Reasonable people can disagree about whether the Court made it too hard to rebut that presumption. But to make that call, we'll have to see how the standard plays out in practice. Trump's case, for example, will now go back down to the district court, which will determine which acts are official or unofficial, core or noncore, and whether the special prosecutor can surmount any presumption of immunity that applies. It makes little sense to say at this premature stage, as Biden does, that the only limits left on the president are "self-imposed."
Biden also criticizes the Court for "overturn[ing] settled legal precedents" like Roe v. Wade. But this is a critique with no substance. Precedent isn't an end in and of itself; prior cases should stand when they're correct and well-reasoned and fall when they're not. Some of the most important Supreme Court decisions in history "overturned settled precedent," including Brown v. Board of Education (overturning the separate but equal doctrine) and Gideon v. Wainwright (extending the right to counsel to felony defendants in state courts). Overturning precedent is part of a Supreme Court justice's job description. Without context, saying a judge overruled an earlier case is meaningless.
Biden's ethics accusations similarly lack substance. Though many have wrung their hands over Justice Clarence Thomas' friendship with businessman Harlan Crow, not one person—including Biden—has pointed to any specific instance where the justice supposedly traded his vote for a gift from his wealthy friend (and they ignore that Thomas voted against Crow's personal convictions in the abortion case). That's not surprising. Thomas is widely regarded as one of the most consistent justices on the Court who regularly writes separate opinions to explain his idiosyncratic views. Given that his views are so consistent, transparent, and well-known, it would be especially difficult for him to abandon them in exchange for a flight on a private jet. If anything, bribes are much more likely in the context of opaque decision making—as happens behind closed doors in the legislative and executive branches.
In at least some ways, the Court is showing more restraint than in prior years.

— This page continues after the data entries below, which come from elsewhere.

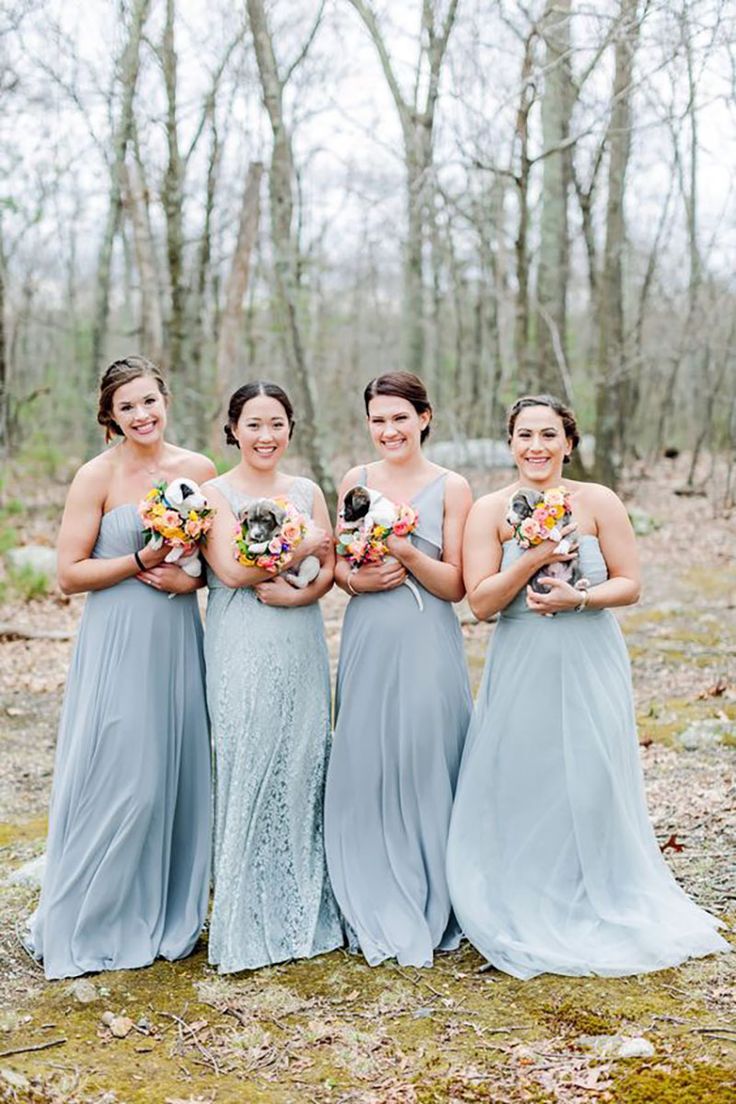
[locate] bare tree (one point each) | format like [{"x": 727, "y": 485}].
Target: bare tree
[
  {"x": 127, "y": 77},
  {"x": 280, "y": 191},
  {"x": 417, "y": 119},
  {"x": 236, "y": 283}
]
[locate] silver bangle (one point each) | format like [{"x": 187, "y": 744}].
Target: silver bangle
[{"x": 584, "y": 601}]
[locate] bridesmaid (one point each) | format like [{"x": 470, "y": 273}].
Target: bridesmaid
[
  {"x": 403, "y": 699},
  {"x": 552, "y": 861},
  {"x": 268, "y": 691},
  {"x": 128, "y": 852}
]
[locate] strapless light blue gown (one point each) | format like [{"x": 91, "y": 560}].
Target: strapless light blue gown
[
  {"x": 128, "y": 853},
  {"x": 403, "y": 704},
  {"x": 553, "y": 864},
  {"x": 268, "y": 691}
]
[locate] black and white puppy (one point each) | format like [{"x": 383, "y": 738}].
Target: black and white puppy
[
  {"x": 264, "y": 519},
  {"x": 521, "y": 507}
]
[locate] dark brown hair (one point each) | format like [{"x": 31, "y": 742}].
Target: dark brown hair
[
  {"x": 118, "y": 373},
  {"x": 564, "y": 413},
  {"x": 403, "y": 385},
  {"x": 240, "y": 397}
]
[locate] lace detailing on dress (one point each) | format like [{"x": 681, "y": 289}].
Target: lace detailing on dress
[{"x": 269, "y": 702}]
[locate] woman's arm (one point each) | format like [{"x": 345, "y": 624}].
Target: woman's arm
[
  {"x": 278, "y": 592},
  {"x": 83, "y": 515},
  {"x": 441, "y": 577},
  {"x": 618, "y": 545}
]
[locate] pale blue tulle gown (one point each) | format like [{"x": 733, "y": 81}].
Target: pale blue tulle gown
[
  {"x": 403, "y": 704},
  {"x": 128, "y": 855},
  {"x": 268, "y": 692},
  {"x": 553, "y": 863}
]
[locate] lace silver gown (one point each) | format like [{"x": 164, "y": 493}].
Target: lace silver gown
[{"x": 268, "y": 692}]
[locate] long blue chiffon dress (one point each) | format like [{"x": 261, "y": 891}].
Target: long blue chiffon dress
[
  {"x": 403, "y": 704},
  {"x": 553, "y": 864},
  {"x": 268, "y": 691},
  {"x": 128, "y": 853}
]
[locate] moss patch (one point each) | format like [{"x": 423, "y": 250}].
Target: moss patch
[{"x": 702, "y": 1084}]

It's taking fewer cases than ever (just 59 this year, compared to 82 a decade ago), it's finding reasons to sidestep thorny issues, and it's increasingly using judge-made legal doctrines to rule that the plaintiffs have no right to sue or that the case needs more time before the Court can step in. It also continues to produce interesting alignments between justices considered to be on opposite ideological spectrums. In a case involving the January 6 defendants, for example, Justice Ketanji Brown Jackson voted with "conservative" justices to throw out the convictions while Justice Amy Coney Barrett voted with the "liberals" to affirm them.
In sum, the Supreme Court is not exactly a radical conservative monolith. This term, Court watchers actually observed strong disagreements among Republican-appointed justices. If Biden cares about bolstering the public's faith in the judiciary, he'd be wise to emphasize this nuance.